When I reassembled, I had "garden hose" leaks everywhere so I started over. I followed most of the steps listed above, including pipe dope on all exterior threads of the strainer assembly, and plumbers putty under the flange. Silicone caulked around all outside joints including a joint that you could turn round and round that leaked, no more leaks. Looks like crap but works great. Compared it to the rest of the strainers in the house - all were covered in silicone when the house was built in 04 so I don't feel too bad.

One thing I was unsure about was how tight to turn the drain nut? Manual said do not crack sink, which wasn't helpful.


----------



## al's sewer (Apr 7, 2009)

I agree with dragon use the plumbers putty if you can.


----------



## n0c7 (May 15, 2008)

al's sewer said:


> I agree with dragon use the plumbers putty if you can.


I'm not sure how you would use plumber putty anywhere but under the flange. Could you explain, I'm interested to learn new tricks.


----------



## RippySkippy (Feb 9, 2007)

You mention that you have garden hose leaks...where exactly? If the parts are assembled correctly...there's no reason to silicone the heck out everything...it looks bad and when you need to perform maintenance it's just a PITA.


----------



## al's sewer (Apr 7, 2009)

n0c7 said:


> I'm not sure how you would use plumber putty anywhere but under the flange.
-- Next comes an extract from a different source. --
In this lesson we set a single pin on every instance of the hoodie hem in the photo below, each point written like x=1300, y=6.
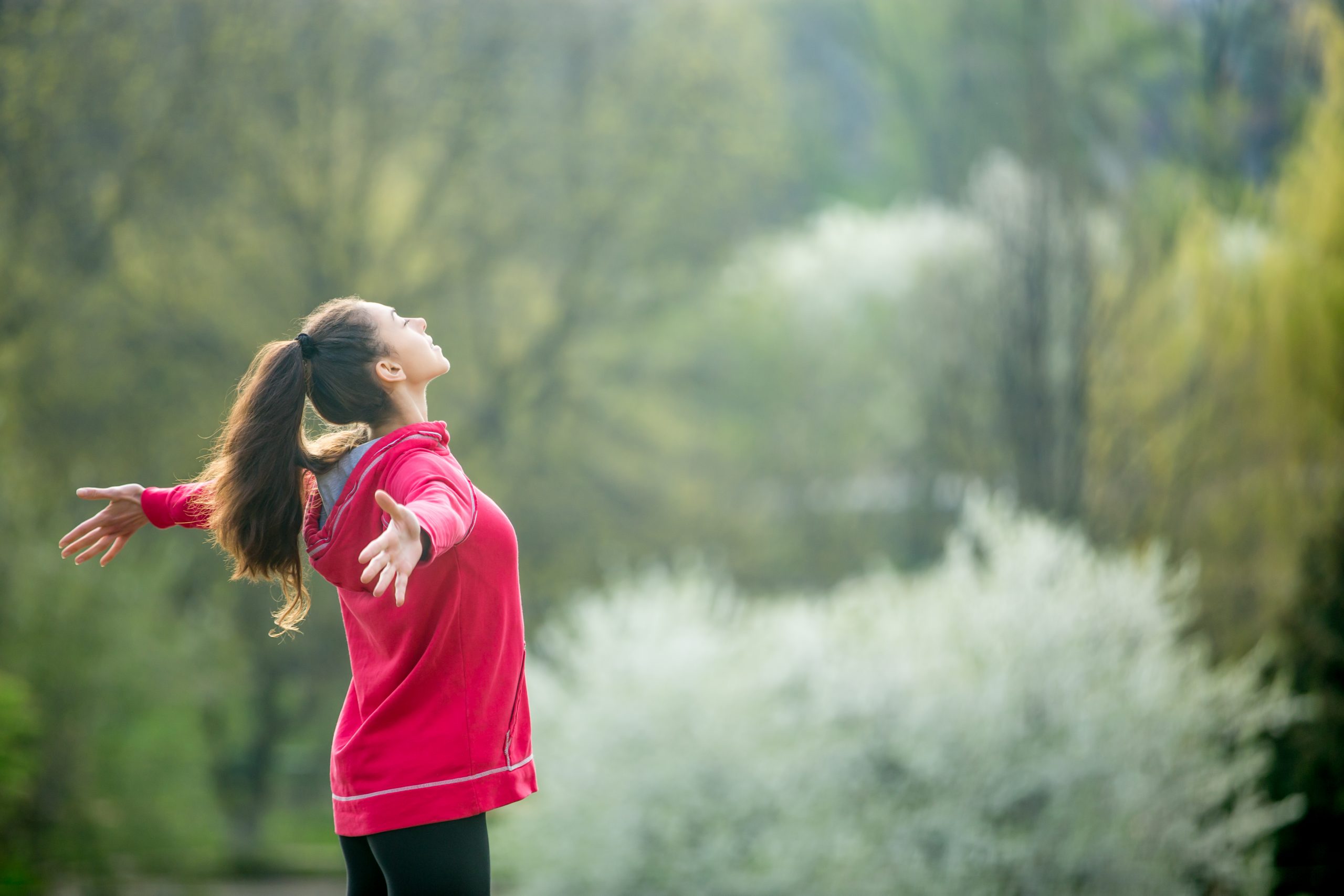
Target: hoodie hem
x=428, y=804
Could you explain, I'm interested to learn new tricks.


 Use the plumbers putty under the flange of the faucet and the drain use pipe dope everywhere else.


----------



## n0c7 (May 15, 2008)

RippySkippy said:


> You mention that you have garden hose leaks...where exactly? If the parts are assembled correctly...there's no reason to silicone the heck out everything...it looks bad and when you need to perform maintenance it's just a PITA.


After retightening and application of pipe dope the leaks have disappeared.


----------



## n0c7 (May 15, 2008)

al's sewer said:


> Use the plumbers putty under the flange of the faucet and the drain use pipe dope everywhere else.


Thanks. Does pipe dope require any drying time?


----------



## al's sewer (Apr 7, 2009)

n0c7 said:


> Thanks. Does pipe dope require any drying time?


 no dope it and use it.


----------